Sin pluralidad en el sistema de medios no habrá democracia plena en México

Sin pluralidad en el sistema de medios no habrá democracia plena en México

Los medios que pretenden expresar y formar la opinión pública, deberían mostrar la pluralidad de la opinión social sobre diversos temas. Durante décadas los pueblos indígenas se quejaron de ser un sector social con el 11 por ciento de población, pero sin voz, con cero por ciento de medios para poder comunicar sus intereses o temas que pretendían colocar en la agenda pública. Así, nacieron las radios comunitarias. De esta manera, hay una ventana pequeña para darle voz a ese importante sector social, sólo que localizadas en regiones muy acotadas. Lo mismo en el caso de las llamadas tribus urbanas, que para tener algo de voz construyeron las radios-libres. Hay grupos sociales que cuentan con medios de comunicación, pero tienen un común denominador: están acotados. Los medios de cobertura nacional son concesiones que, en su inmensa mayoría, son de empresas que representan los intereses del capital. Los sectores populares tienen voz local y el capital tiene voz e incidencia nacional. Esta circunstancia fue evidente durante la campaña electoral reciente.

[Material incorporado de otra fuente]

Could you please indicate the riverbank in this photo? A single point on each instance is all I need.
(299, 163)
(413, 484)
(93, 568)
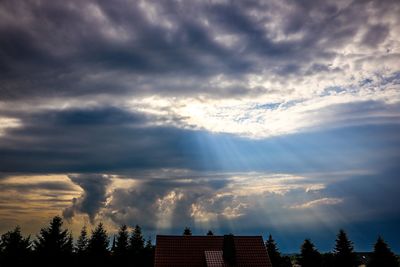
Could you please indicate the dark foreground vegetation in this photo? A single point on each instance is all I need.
(54, 246)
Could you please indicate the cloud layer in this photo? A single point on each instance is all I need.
(241, 116)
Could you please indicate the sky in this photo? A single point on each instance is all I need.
(245, 117)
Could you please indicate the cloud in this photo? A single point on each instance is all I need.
(93, 197)
(318, 202)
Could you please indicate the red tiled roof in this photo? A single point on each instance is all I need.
(215, 258)
(175, 251)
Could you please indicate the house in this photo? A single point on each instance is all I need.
(210, 251)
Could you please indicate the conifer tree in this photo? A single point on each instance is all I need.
(122, 242)
(382, 255)
(273, 251)
(136, 240)
(344, 255)
(53, 242)
(82, 242)
(309, 255)
(98, 242)
(15, 249)
(98, 253)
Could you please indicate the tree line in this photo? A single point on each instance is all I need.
(54, 246)
(343, 254)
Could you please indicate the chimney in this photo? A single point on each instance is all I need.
(229, 252)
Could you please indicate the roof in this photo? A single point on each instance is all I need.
(206, 251)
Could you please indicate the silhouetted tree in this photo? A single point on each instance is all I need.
(148, 253)
(136, 240)
(14, 248)
(382, 255)
(273, 252)
(121, 245)
(344, 255)
(82, 242)
(136, 245)
(328, 260)
(54, 245)
(98, 245)
(187, 231)
(309, 255)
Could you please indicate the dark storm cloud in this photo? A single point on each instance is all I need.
(93, 197)
(51, 186)
(98, 140)
(59, 48)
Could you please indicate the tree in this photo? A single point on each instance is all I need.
(382, 255)
(53, 244)
(273, 251)
(122, 242)
(344, 255)
(98, 245)
(309, 255)
(83, 241)
(14, 248)
(136, 241)
(187, 231)
(148, 254)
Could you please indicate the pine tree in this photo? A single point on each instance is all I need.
(14, 248)
(382, 255)
(54, 244)
(98, 244)
(273, 251)
(343, 252)
(83, 241)
(187, 231)
(136, 240)
(122, 241)
(309, 255)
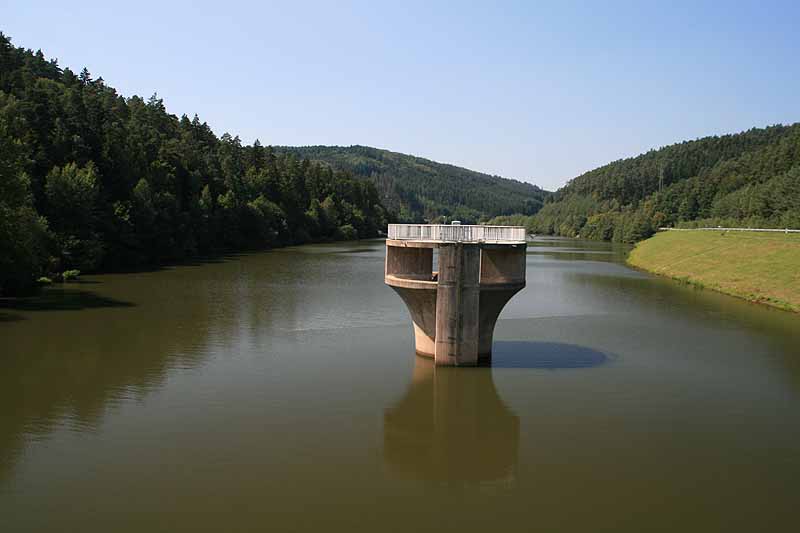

Las grandes empresas que son dueñas de televisoras, cadenas de radio y prensa, representan intereses más o menos homogéneos. La diferencia ideológica ente Televisa y Tv-Azteca es nula. Y las distancias editoriales con Radio-Fórmula o Grupo Milenio se pueden medir por milímetros. El fenómeno del monopolio ideológico-editorial de los medios de comunicación de cobertura nacional es común en América Latina. Y ya hemos visto sus efectos en Argentina y Brasil en forma cruda y devastadora.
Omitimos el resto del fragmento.